A. En over dag kunnen zij slapen.
8156. V. Acht gij dat niet schadelijk voor de ontwikkeling van die aankomende jongens?
A. Neen.
8157. V. Gij zegt dat zoo koudweg, maar houdt gij het dan inderdaad niet voor bezwarend voor die jongens?
A. Hoe zou het werk kunnen gaan zonder die jongens? Eene brigade is niet compleet als er een aan ontbreekt.
8158. V. Dàt is mijn vraag niet. Is hetgeen de jongens doen bepaald een werk dat door een kinderhand verricht moet worden? Of is het gebruik van jongens eene quaestie van geld?
A. Ook het laatste.
8159. V. Misschien het laatste hoofdzakelijk?
A. Ik vraag u excuus. Een jongen loopt, als het glas gereed is, er mee naar den oven. Dat is geen zwaar werk, een jongen doet dat spelende. Als een jongen dit 12 uren gedaan heeft, is hij onvermoeid en loopt nog als een haas. Zware personen en personen op zekeren leeftijd kunnen voor dat werk niet gebruikt worden.
8160. V. Dus gij noemt dit nachtwerk van kinderen in uw fabriek zes nachten achtereen, een werk dat spelenderwijs verricht wordt?
A. Ja.
8161. V. Vrouwen en aankomende meisjes zijn niet onder uw regime?
A. Ja, ook bij de slijpers, niet voor het werk in mijne fabriek, ofschoon men het in Duitschland wel vindt.
8162. V. Wij spreken niet over den toestand in Duitschland, maar in uwe fabriek. In de glasslijperij vindt men dus mannelijk en vrouwelijk personeel?
A. Ja.
8163 V. Komt dáárbij ook nachtwerk te pas?
A. Neen.
8164. V. Hoe laat komen zij aan het werk?
A. Zij werken van 's morgens 7 tot 12 uren, en 's middags van half twee tot half zeven.
8165. V. Geldt dit de vrouwen en de meisjes?
A. Ja.
8166. V. Heeft die arbeid niets ongezonds of gevaarlijks?
A. Ik zie dat niet in.
8167. V. Wordt niet wel eens, ook door deskundigen, beweerd dat het slijpen van het glas nadeelig voor de gezondheid is?
| |
| |
A. Men zegt wel dat de menschen daarvan de tering krijgen, maar ik begrijp niet hoe dat mogelijk is. De heeren die de fabrieken bezochten hebben zich er van kunnen overtuigen, dat de menschen geen stof van glas kunnen inademen, daar het alleen in natten toestand wordt geslepen.

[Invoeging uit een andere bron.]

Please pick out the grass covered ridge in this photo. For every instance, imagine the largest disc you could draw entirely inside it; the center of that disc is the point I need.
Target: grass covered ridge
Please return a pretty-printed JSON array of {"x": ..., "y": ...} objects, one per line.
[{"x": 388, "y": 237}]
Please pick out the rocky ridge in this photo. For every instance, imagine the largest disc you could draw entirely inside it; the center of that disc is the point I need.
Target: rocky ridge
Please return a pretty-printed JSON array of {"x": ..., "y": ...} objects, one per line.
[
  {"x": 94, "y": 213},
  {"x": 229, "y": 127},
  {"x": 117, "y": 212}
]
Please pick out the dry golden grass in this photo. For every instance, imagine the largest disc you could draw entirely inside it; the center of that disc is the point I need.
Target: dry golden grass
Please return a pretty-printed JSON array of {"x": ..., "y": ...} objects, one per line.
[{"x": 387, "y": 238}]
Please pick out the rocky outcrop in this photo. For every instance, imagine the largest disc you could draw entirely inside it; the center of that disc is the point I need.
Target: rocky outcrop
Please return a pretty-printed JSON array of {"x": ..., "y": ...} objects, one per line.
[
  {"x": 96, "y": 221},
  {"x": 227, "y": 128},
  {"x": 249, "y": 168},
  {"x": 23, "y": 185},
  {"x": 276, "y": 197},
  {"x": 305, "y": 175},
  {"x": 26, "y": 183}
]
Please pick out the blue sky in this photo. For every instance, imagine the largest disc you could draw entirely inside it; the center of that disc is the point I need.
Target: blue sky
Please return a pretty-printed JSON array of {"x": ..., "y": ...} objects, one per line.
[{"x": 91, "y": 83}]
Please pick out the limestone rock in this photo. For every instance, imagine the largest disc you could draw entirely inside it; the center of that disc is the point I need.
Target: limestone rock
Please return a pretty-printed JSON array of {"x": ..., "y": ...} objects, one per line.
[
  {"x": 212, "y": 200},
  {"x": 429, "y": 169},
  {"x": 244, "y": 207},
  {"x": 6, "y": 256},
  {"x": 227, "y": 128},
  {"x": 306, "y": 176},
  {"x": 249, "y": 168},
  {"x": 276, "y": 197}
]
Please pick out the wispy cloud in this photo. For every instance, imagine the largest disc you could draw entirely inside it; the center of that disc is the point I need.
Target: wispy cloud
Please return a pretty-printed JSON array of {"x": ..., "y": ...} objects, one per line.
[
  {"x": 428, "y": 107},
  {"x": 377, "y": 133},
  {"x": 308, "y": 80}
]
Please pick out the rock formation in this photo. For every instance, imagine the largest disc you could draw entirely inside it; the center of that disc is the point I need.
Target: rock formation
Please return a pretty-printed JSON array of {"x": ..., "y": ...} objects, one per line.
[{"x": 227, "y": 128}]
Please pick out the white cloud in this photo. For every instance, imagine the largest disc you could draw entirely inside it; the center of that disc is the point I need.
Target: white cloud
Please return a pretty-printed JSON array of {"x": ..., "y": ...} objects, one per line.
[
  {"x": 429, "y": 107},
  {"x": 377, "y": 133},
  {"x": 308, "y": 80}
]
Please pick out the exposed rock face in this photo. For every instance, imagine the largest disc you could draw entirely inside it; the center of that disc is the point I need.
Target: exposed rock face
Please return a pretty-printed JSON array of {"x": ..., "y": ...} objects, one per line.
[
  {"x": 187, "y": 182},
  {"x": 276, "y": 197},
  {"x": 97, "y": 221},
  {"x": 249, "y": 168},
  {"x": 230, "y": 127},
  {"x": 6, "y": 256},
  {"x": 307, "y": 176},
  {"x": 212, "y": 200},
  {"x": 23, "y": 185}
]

8168. V. Gij loochent dus geheel, dat het slijpen van het glas schadelijk is voor de borst? Gij loochent dat de menschen die dat werk doen groote predispositie hebben voor tering?
A. Ik zal niet zeggen dat de zittende, voorovergebogen houding gezond is voor de borst; maar wij hebben steeds gezegd dat zij staande moeten slijpen, en als zij dit niet willen doen kan men hen er niet toe verplichten.
Wat in den regel de werklieden, maar vooral de glasblazers en glasslijpers benadeelt, is de drank; zij verwoesten hunne gezondheid door drinken en zedeloos leven. Daaraan kunnen wij niets doen.
8169. V. Dus gij ziet meer kwaad in den drank dan in de toestanden die op uwe fabriek blijken te bestaan?
A. Ik zeg niet, dat het in de fabriek werken zoo gezond is als des zomers te Scheveningen of des winters te Nizza, maar - het is een noodzakelijk kwaad; het is niet anders mogelijk.
8170. V. Inderdaad, wat de arbeiders in uwe fabriek doen, zal wel een gevolg zijn van bittere noodzakelijkheid! Maar wat doet gij voor uwe werklieden als zij oud en versleten geraken?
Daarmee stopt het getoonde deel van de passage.